Naughty little blighters!
Despite these trials and tribulations, which are trifling compared to the madness currently prevailing in this world, we are progressing steadily towards a departure sometime in the next week. The sails are on, new house battery bank, starter battery and propane gas bottle installed and the engines have been run for several hours to check for reliability. We have also purchased what seems like most of the food stocks from the local supermarket. Where the ‘Admiral’ has hidden it all is anybody’s guess. The jobs list still reads twenty plus items but they are not show-stoppers by any means.

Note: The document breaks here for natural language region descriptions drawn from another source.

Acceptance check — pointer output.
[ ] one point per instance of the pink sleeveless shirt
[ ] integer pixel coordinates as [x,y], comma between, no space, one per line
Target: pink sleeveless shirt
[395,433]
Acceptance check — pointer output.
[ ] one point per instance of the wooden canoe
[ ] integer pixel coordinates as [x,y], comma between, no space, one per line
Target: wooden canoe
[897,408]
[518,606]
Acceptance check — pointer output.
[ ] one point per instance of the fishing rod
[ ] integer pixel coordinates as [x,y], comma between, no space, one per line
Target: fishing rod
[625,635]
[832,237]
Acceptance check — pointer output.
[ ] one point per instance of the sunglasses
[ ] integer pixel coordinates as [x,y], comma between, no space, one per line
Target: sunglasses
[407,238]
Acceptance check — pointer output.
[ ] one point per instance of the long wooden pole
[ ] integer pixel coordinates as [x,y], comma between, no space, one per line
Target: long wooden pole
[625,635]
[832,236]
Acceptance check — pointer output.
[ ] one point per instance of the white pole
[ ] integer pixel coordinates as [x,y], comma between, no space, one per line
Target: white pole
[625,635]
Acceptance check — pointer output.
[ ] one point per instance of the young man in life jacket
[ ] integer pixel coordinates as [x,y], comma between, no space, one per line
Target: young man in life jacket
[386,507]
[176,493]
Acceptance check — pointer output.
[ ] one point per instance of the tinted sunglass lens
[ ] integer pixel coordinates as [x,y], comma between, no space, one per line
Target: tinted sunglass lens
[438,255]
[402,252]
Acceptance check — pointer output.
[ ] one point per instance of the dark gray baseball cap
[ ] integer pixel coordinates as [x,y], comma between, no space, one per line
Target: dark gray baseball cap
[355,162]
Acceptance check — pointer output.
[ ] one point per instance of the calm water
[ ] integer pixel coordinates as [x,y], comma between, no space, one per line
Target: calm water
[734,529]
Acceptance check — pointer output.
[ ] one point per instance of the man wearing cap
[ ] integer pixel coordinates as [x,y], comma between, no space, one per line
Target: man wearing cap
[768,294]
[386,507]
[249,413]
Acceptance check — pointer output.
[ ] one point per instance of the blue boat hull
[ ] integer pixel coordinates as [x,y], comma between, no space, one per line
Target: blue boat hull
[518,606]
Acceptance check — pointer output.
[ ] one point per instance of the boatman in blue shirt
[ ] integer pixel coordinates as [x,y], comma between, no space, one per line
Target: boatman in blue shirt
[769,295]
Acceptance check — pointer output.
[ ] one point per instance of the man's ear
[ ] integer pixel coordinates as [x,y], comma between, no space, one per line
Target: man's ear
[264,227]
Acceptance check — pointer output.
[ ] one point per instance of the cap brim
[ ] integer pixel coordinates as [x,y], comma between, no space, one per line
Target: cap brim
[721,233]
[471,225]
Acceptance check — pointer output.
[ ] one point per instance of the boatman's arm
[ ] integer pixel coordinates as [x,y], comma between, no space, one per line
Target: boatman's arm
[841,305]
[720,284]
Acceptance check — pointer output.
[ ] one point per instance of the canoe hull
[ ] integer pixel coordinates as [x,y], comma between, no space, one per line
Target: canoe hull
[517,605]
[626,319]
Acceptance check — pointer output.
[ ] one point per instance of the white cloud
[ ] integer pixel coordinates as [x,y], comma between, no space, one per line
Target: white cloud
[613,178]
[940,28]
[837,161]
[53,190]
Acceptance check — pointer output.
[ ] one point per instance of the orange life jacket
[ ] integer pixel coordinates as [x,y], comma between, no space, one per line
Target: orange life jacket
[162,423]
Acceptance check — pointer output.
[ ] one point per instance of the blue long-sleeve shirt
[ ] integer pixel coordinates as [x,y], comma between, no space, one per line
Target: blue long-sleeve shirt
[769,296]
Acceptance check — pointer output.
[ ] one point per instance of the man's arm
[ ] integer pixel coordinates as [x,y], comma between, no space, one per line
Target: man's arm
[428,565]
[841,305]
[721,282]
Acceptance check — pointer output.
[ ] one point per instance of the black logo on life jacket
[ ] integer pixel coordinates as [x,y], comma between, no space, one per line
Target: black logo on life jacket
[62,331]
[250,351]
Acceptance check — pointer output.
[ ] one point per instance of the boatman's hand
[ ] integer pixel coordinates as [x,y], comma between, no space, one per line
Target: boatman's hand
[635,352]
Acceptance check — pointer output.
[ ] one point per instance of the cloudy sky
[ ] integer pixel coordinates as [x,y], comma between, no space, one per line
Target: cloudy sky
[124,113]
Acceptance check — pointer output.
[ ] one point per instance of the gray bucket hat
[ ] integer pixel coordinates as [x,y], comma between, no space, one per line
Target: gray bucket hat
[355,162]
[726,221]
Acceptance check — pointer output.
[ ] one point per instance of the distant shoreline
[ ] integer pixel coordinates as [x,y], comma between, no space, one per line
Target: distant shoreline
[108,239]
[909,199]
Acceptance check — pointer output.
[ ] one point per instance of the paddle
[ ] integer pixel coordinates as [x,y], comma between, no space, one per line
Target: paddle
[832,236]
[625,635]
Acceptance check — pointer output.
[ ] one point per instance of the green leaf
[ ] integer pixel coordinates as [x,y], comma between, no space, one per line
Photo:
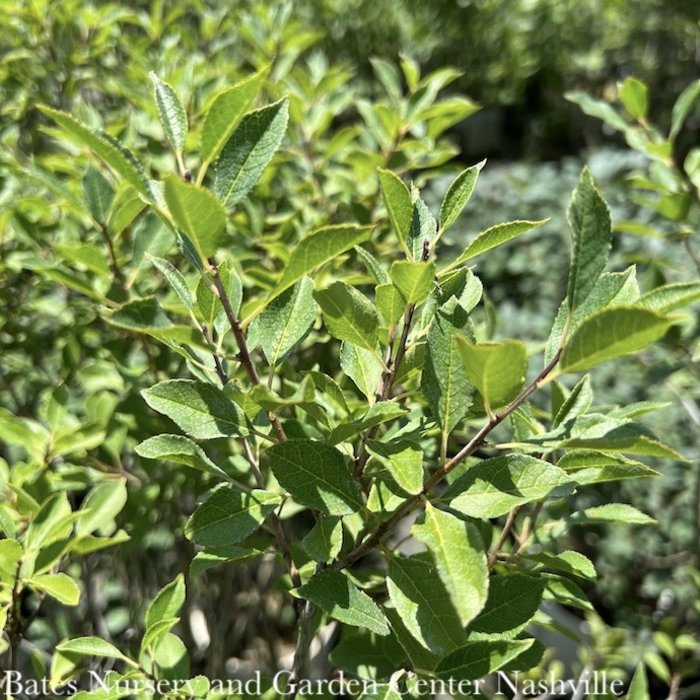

Lack of paint and varnish in certain areas won’t cause the boat to founder (well a plastic one anyway). One matter we seem to have in common with other cruising friends when comparing notes is not being able to find certain things after leaving the boat for such a long while. These are the numerous items you remove from on-deck such as blocks, pulleys etc. in de-commissioning that are stowed below out of the sun in odd places that seem sensible at the time but somehow make no sense to man nor beast four months later. We’re gradually finding everything but it can be frustrating.
And finally this last week all the hard working boaters in the marina were treated to an early ‘Thanksgiving’ lunch courtesy of the Marina staff and owners. It’s always amazing just how many people we share our lives with in this relatively small space in a corner of Titusville. Once the food was consumed everybody melted away to their respective projects. Thank you Westland Marina.